10. The Efficacy of ECT in Treating Catatonic Symptoms in People with Autism.
Area: AUT; Domain: Applied Research
NICOLE CARMAN DEVOS (Kennedy Krieger Institute), Marilyn D. Cataldo (Kennedy Krieger Institute)
Abstract: The occurrence of catatonia in people with autism, especially adolescents, has been described in recent studies (Bailine & Petraviciute, 2007). Catatonia brings an increase in the severity of behavioral features such as mutism, posturing, and rigidity that impair daily functioning. While Electroconvulsive Therapy (ECT) has been used to treat catatoni documentation of its use for people with autism is rare. Existing research lacks an objective measure of the decrease in catatonic symptoms, most often citing observation and anecdotal report (Bailine & Petraviciute, 2007; Zaw et al. 1999). A systematic method is needed for evaluating the efficacy of ECT. ECT was used to treat catatonic symptoms in a 14-year-old female with autism and self-injurious behavior. The participant was prompted to complete academic and functional tasks throughout her stay in an inpatient behavioral treatment unit. Rates of compliance and correct responding demonstrate improved performance after ECT and regression when ECT was temporarily suspended. Similar trends were reflected in rates of maladaptive behaviors. Rates of compliance with tasks and correct responding may offer a discrete measure of the effectiveness of ECT that is more replicable than observation, more practical to implement than continuous behavior counts, and sustainable over time.
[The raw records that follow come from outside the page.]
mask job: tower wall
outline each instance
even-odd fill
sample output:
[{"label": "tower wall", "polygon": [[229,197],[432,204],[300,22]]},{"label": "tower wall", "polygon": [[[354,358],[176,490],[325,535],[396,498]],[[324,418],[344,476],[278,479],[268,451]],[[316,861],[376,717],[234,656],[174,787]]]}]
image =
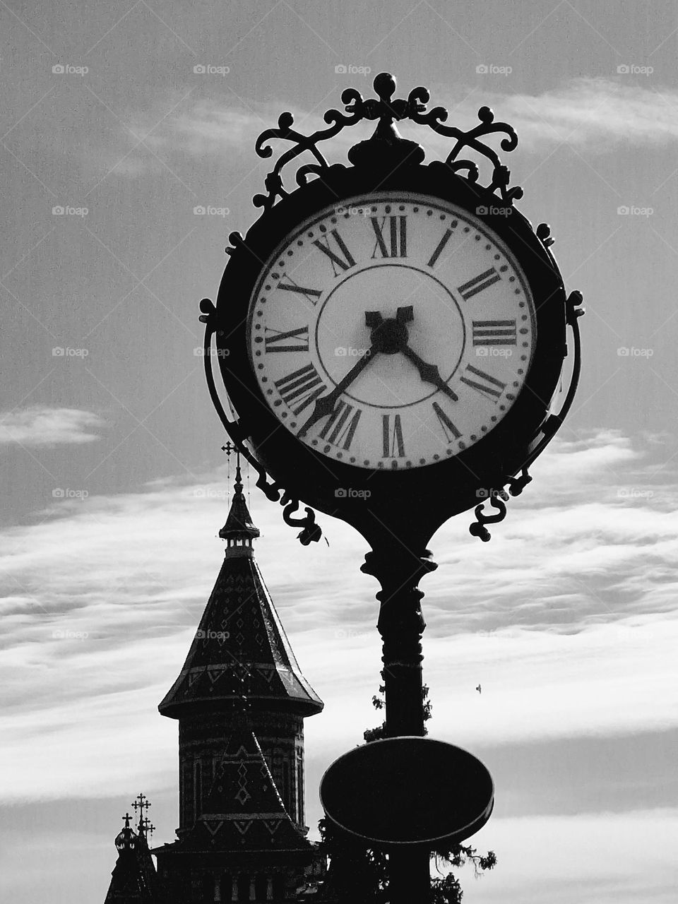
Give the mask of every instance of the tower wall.
[{"label": "tower wall", "polygon": [[[306,833],[304,720],[293,713],[250,711],[283,805]],[[179,833],[200,815],[233,725],[231,712],[201,712],[179,720]]]}]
11. The Use of Functional Communication Training and Differential Reinforcement to Reduce Attention-Maintained Aggression.
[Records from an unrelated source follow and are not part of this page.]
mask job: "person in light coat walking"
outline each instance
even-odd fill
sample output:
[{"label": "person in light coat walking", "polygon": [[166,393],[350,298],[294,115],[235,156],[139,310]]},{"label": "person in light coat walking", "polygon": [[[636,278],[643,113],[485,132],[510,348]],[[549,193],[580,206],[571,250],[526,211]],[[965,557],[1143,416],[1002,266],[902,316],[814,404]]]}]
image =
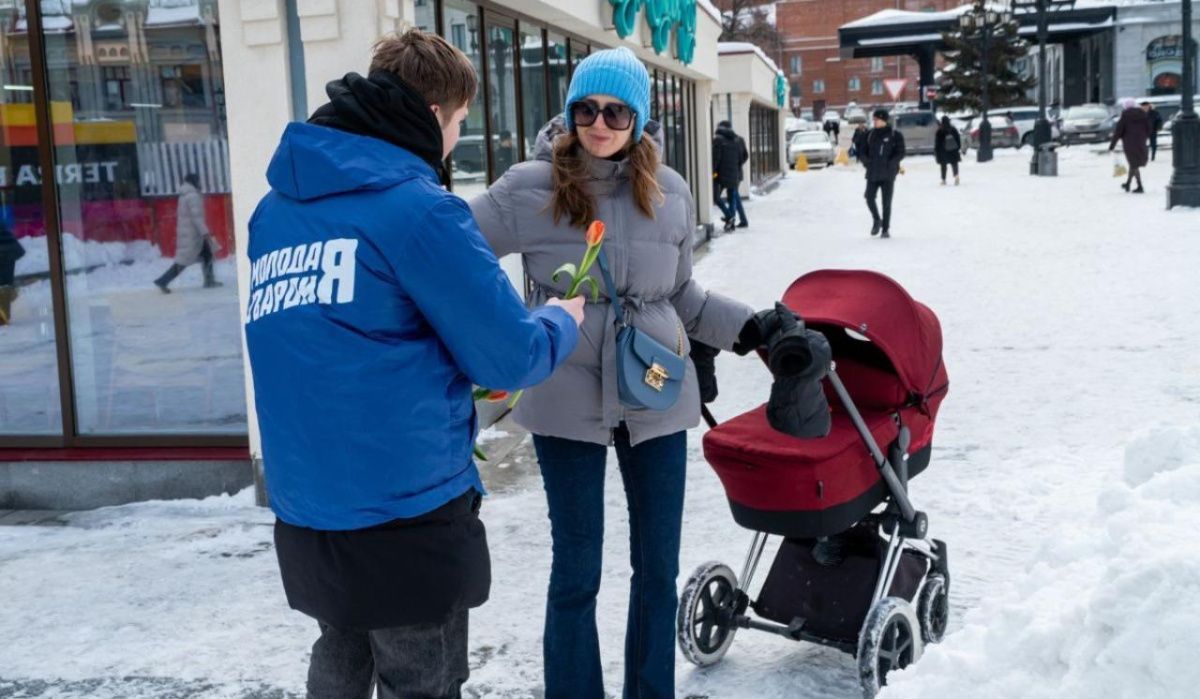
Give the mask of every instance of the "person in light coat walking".
[{"label": "person in light coat walking", "polygon": [[521,255],[532,281],[530,304],[564,293],[570,280],[554,279],[556,268],[580,259],[584,231],[593,220],[602,221],[602,250],[620,304],[612,307],[593,270],[601,293],[586,307],[578,347],[516,405],[516,422],[533,432],[550,506],[553,560],[542,643],[547,699],[606,695],[596,595],[610,448],[617,452],[629,503],[634,569],[624,695],[674,698],[686,440],[700,422],[700,382],[692,362],[685,362],[674,405],[648,410],[623,404],[618,313],[684,358],[700,343],[721,350],[737,343],[739,352],[760,345],[750,306],[709,293],[692,279],[696,207],[688,183],[661,165],[661,144],[655,143],[662,130],[649,121],[649,106],[650,79],[632,52],[592,54],[571,78],[564,118],[542,129],[533,157],[470,203],[496,253]]},{"label": "person in light coat walking", "polygon": [[212,271],[212,259],[216,255],[216,241],[209,233],[204,219],[204,195],[200,193],[200,178],[196,173],[184,177],[179,187],[179,204],[175,210],[175,262],[167,271],[154,281],[162,293],[169,294],[168,286],[187,267],[200,263],[204,271],[204,288],[222,286]]}]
Area: AUT; Domain: Service Delivery
AMBER BRUNS (Children's Care Hospital and School), Andrea R. Hewitt (Children's Care Hospital and School)
Abstract: This case study examines the use of functional communication training (FCT) plus a momentary differential reinforcement of other behaviors (mDRO) in the treatment of attention-maintained aggression. The subject was a 13-year-old female diagnosed with Angelman syndrome and autism. The study demonstrated that FCT plus mDRO was effective in decreasing aggression.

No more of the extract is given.